Indeed, people will be unprepared because, unlike John, they will be expecting not a judgement by the glorious king, but a weak and non-judgmental Christ who will simply overlook their sins and their lack of interest in Him or His coming. People will be horrified at the second coming as Israel was scandalized at His first coming. For He will surely come in the glory of God, but he will come, as we profess in the Creed “to judge the living and the dead” with divine justice, and fulfill every last word of the prophets regarding this divine retribution. His mercy will extend only to those who have longed for his coming and have cooperated with His grace to be truly prepared to meet Him.
Advent and Christmas then are gifts from our God, gifts extended through His Church, to awaken us from our slumber, a kind of spiritual alarm, stirring us from the laziness or indifference that can arise from the long waiting for his coming. Now is the time to prepare, now is the season of God’s grace and mercy, the time of salvation.
Now, the very best preparation during this holy season is to recall exactly why He came in the first place and why he will come again. He came because the whole human race was lost, locked in darkness and sin and with no way out. He came to give man a second chance for glory. So each and every one of us needs to recall each and every day of advent, and each and every day of our lives, that we were lost without him, that our destiny was an everlasting punishment, and there was no way out by ourselves.

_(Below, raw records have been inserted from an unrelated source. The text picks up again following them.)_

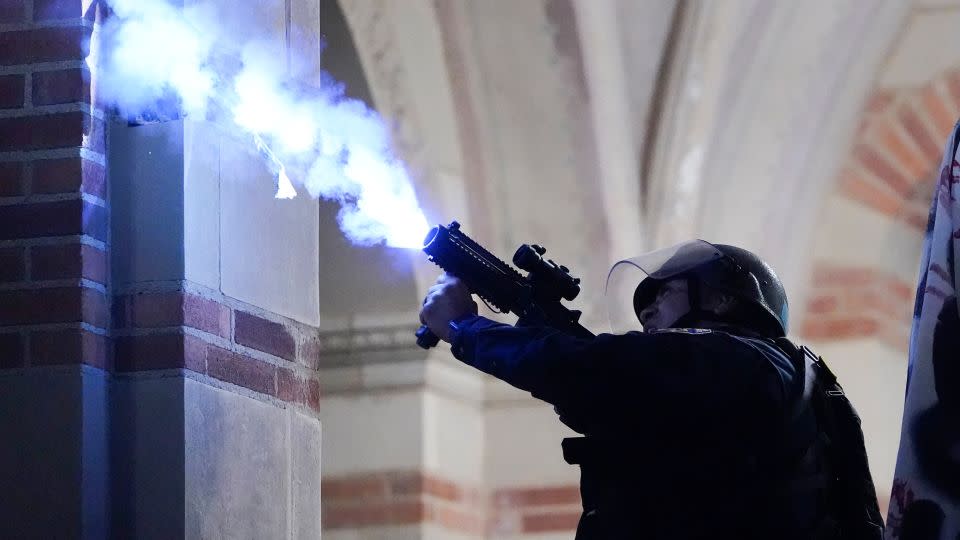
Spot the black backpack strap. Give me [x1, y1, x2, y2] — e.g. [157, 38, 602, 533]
[803, 347, 883, 540]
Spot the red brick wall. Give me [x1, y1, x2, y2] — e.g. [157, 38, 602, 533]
[113, 292, 320, 411]
[0, 0, 319, 410]
[839, 71, 960, 230]
[800, 262, 914, 351]
[0, 0, 110, 368]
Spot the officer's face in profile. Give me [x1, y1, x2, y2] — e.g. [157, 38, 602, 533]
[640, 279, 690, 332]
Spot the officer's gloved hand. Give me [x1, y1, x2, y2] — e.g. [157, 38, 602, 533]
[420, 272, 477, 342]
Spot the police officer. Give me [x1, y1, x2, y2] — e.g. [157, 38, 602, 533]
[420, 240, 882, 540]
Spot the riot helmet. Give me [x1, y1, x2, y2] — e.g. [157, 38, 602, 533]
[606, 240, 789, 337]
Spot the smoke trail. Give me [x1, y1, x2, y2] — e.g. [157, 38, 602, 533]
[94, 0, 429, 247]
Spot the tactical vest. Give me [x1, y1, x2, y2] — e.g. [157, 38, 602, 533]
[558, 336, 883, 540]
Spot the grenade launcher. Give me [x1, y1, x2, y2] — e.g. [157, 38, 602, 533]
[416, 221, 593, 349]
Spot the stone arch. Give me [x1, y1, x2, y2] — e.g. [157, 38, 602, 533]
[646, 0, 907, 312]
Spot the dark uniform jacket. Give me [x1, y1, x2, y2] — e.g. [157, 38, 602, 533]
[451, 316, 825, 539]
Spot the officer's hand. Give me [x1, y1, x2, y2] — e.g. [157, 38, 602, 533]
[420, 272, 477, 342]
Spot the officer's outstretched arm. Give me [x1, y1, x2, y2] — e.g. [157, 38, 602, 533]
[451, 316, 636, 405]
[451, 316, 785, 415]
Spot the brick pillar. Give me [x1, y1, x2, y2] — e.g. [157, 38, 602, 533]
[0, 0, 110, 538]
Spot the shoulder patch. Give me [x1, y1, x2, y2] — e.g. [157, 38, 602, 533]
[650, 328, 713, 335]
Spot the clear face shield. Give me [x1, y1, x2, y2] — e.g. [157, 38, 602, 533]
[604, 240, 724, 334]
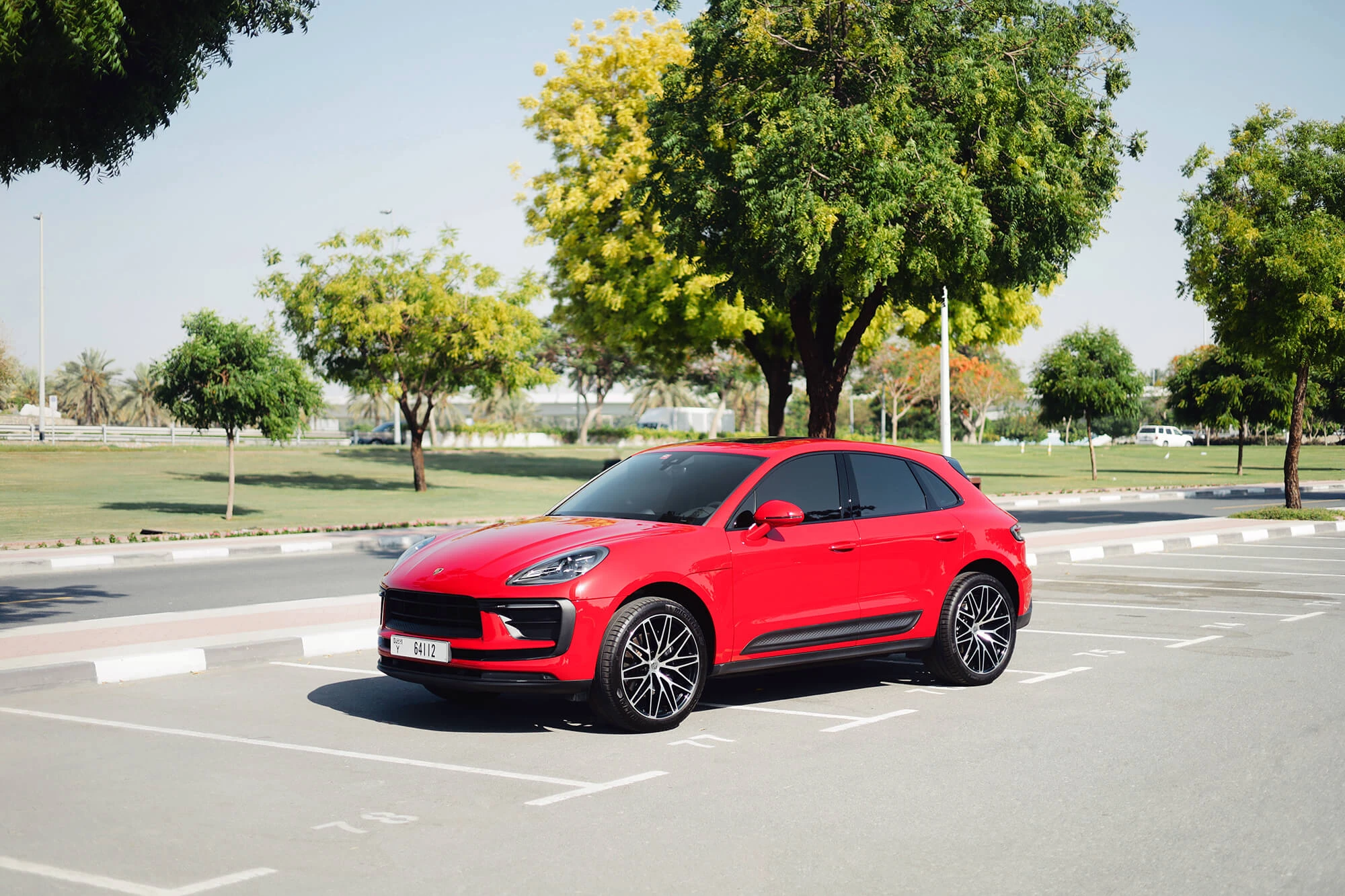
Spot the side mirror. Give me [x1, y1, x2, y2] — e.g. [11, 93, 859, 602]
[746, 501, 803, 541]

Then we need to remind ourselves how He lowered Himself in His infinite mercy to become a bit of the dust that we are by nature. How can we ever hope to understand this kind of love and the greatness of this mercy if we fail to understand our desperation? Those are the two doctrinal keys for our longing for His coming and for our being prepared when He does come: our total desperation without Him, and the infinity of His love, mercy and humility in coming among us, suffering for us, dying for us, and rising for us.

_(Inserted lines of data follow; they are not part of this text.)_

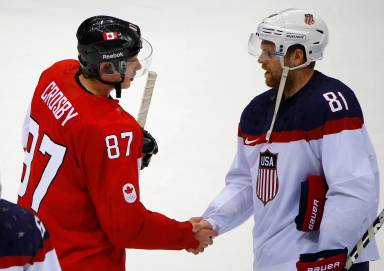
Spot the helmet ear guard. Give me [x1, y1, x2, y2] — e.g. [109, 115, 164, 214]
[248, 9, 328, 142]
[76, 16, 152, 96]
[248, 9, 328, 66]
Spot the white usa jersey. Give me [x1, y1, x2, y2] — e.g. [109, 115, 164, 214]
[0, 199, 61, 271]
[203, 71, 379, 271]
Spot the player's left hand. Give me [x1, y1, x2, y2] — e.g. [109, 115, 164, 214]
[186, 217, 218, 255]
[141, 129, 159, 169]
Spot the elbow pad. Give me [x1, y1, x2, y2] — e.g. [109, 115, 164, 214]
[295, 176, 328, 232]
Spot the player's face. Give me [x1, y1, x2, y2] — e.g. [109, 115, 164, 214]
[100, 56, 141, 88]
[258, 41, 283, 89]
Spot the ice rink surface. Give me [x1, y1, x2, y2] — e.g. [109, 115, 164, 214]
[0, 0, 384, 271]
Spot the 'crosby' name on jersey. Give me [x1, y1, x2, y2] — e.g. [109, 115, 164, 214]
[40, 81, 79, 126]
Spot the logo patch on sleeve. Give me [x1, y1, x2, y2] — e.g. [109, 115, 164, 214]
[123, 183, 137, 203]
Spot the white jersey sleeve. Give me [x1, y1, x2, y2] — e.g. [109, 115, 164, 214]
[203, 138, 253, 234]
[317, 126, 380, 260]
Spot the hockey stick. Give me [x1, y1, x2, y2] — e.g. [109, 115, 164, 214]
[345, 209, 384, 271]
[137, 71, 157, 128]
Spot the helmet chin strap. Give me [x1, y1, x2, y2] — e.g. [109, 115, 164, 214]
[265, 57, 311, 142]
[98, 73, 125, 99]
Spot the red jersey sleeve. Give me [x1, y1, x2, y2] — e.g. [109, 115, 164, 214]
[79, 118, 198, 249]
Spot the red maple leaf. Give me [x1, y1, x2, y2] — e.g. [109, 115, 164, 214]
[124, 186, 133, 194]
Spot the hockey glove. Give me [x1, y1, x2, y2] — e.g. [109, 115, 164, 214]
[296, 248, 348, 271]
[141, 129, 159, 169]
[295, 176, 328, 231]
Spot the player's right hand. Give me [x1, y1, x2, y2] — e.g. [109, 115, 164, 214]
[141, 129, 159, 169]
[186, 217, 218, 255]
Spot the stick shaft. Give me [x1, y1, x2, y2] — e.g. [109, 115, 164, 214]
[137, 71, 157, 128]
[345, 209, 384, 270]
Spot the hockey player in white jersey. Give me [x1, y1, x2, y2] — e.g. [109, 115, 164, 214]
[195, 9, 379, 271]
[0, 171, 61, 271]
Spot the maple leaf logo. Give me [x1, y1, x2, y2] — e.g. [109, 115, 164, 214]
[124, 186, 133, 194]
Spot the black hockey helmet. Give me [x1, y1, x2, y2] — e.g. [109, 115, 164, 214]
[76, 15, 148, 96]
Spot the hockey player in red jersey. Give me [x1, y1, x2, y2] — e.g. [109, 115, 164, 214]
[192, 9, 380, 271]
[0, 170, 61, 271]
[18, 16, 215, 271]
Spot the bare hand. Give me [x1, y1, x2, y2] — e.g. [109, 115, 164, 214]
[187, 217, 218, 255]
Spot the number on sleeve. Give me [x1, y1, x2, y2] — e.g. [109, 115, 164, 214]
[105, 135, 120, 159]
[323, 91, 349, 112]
[19, 117, 66, 213]
[19, 118, 39, 197]
[32, 135, 66, 212]
[105, 132, 133, 159]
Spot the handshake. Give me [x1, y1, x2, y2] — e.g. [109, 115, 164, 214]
[186, 217, 218, 255]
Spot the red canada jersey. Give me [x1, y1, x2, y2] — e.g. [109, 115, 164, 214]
[18, 60, 198, 271]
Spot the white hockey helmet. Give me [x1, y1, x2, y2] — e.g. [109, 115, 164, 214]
[248, 9, 328, 65]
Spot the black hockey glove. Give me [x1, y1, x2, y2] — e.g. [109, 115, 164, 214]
[141, 129, 159, 169]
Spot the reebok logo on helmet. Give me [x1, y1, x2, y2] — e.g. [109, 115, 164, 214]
[103, 52, 124, 59]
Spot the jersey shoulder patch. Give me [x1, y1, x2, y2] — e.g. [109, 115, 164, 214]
[0, 199, 49, 257]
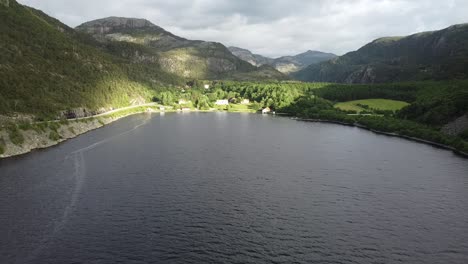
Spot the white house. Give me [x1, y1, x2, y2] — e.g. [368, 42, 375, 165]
[215, 99, 229, 105]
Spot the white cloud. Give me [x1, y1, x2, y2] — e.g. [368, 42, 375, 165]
[20, 0, 468, 56]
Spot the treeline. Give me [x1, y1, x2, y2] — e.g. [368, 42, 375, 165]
[0, 1, 183, 119]
[315, 80, 468, 126]
[281, 96, 468, 153]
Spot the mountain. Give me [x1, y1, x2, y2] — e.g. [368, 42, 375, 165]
[228, 47, 274, 66]
[229, 47, 337, 74]
[76, 17, 284, 79]
[293, 24, 468, 83]
[0, 0, 184, 117]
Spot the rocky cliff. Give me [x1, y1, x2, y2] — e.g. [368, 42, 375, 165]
[76, 17, 264, 79]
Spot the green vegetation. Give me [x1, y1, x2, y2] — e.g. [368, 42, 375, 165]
[7, 124, 24, 146]
[293, 24, 468, 83]
[0, 1, 183, 120]
[335, 99, 409, 114]
[49, 130, 62, 141]
[0, 137, 6, 155]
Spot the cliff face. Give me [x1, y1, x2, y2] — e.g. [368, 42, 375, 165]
[76, 17, 257, 79]
[294, 24, 468, 83]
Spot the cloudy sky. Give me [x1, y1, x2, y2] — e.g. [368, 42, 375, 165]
[19, 0, 468, 57]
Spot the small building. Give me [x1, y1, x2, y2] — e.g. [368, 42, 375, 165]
[262, 107, 271, 114]
[215, 99, 229, 105]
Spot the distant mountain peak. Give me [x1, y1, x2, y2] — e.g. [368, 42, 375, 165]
[229, 47, 337, 74]
[77, 16, 157, 28]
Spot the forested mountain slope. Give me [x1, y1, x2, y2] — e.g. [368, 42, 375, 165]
[0, 0, 182, 116]
[229, 47, 337, 74]
[76, 17, 284, 79]
[294, 24, 468, 83]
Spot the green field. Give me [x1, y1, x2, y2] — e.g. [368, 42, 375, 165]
[335, 99, 409, 112]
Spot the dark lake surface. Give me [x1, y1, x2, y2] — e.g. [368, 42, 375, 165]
[0, 113, 468, 264]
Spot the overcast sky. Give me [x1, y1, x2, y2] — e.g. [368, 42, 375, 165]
[19, 0, 468, 57]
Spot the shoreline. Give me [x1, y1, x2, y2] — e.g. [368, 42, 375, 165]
[0, 104, 165, 159]
[292, 117, 468, 158]
[0, 111, 468, 159]
[0, 107, 252, 160]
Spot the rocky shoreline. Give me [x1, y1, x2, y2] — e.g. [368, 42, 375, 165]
[293, 118, 468, 158]
[0, 111, 157, 159]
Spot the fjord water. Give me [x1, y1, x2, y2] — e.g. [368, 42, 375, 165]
[0, 113, 468, 264]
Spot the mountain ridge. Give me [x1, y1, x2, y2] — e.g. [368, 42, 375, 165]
[76, 17, 284, 79]
[229, 46, 337, 74]
[293, 24, 468, 83]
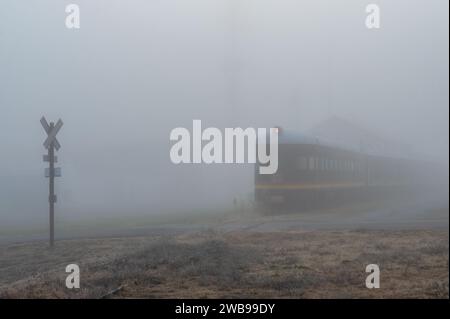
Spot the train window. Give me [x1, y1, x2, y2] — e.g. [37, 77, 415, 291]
[309, 156, 315, 171]
[297, 156, 308, 170]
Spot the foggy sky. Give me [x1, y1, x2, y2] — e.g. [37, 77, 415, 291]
[0, 0, 449, 228]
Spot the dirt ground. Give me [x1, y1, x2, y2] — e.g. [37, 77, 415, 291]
[0, 230, 449, 298]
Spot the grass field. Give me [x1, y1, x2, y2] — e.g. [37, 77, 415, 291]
[0, 230, 449, 298]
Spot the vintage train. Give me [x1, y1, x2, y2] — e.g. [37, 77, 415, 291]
[255, 130, 438, 211]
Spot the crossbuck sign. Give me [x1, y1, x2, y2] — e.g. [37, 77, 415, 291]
[41, 117, 63, 247]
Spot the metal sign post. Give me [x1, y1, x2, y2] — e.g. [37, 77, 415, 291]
[41, 117, 63, 247]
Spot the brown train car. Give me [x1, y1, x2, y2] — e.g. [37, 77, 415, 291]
[254, 132, 442, 212]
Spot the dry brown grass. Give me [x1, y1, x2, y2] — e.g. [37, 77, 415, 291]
[0, 230, 449, 298]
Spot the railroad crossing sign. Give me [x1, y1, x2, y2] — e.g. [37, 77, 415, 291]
[41, 117, 63, 247]
[41, 117, 64, 151]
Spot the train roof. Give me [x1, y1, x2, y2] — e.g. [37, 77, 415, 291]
[278, 129, 414, 159]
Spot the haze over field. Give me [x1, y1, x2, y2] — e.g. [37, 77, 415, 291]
[0, 0, 449, 227]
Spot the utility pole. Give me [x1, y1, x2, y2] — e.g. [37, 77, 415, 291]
[41, 117, 63, 247]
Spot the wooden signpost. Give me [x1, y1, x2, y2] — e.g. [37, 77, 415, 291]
[41, 117, 63, 247]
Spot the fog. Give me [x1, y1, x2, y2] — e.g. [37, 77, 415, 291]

These should be the central elements of our meditation during this holy season of Advent – our desperate need, and, His infinite generosity. Who can meditate on these things without arousing a profound sense of gratitude and longing. We find this same pattern in the holy Mass, where we begin by confessing our sins and desperate need for forgiveness, and only then do we move on to the mystery of our redemption in His holy sacrifice. That is the fundamental pattern of our lives as Christians.
The rose candle on our Advent wreath is a lovely symbol of anticipated joy in this season of promise and of the even grater joy that the Coming Christmas season should bring us all. But in truth, we will experience that great joy only to the degree that we first acknowledge our sins, our great need for mercy, and then place these two liturgical seasons carefully within the perspective of the second coming of Christ to judge us and establish who will belong to His final Kingdom. Only then will we rightly prepare ourselves to go out and greet him with joy when He comes again, and only then will we come to know that greatest joy when at last His promises are totally fulfilled in us.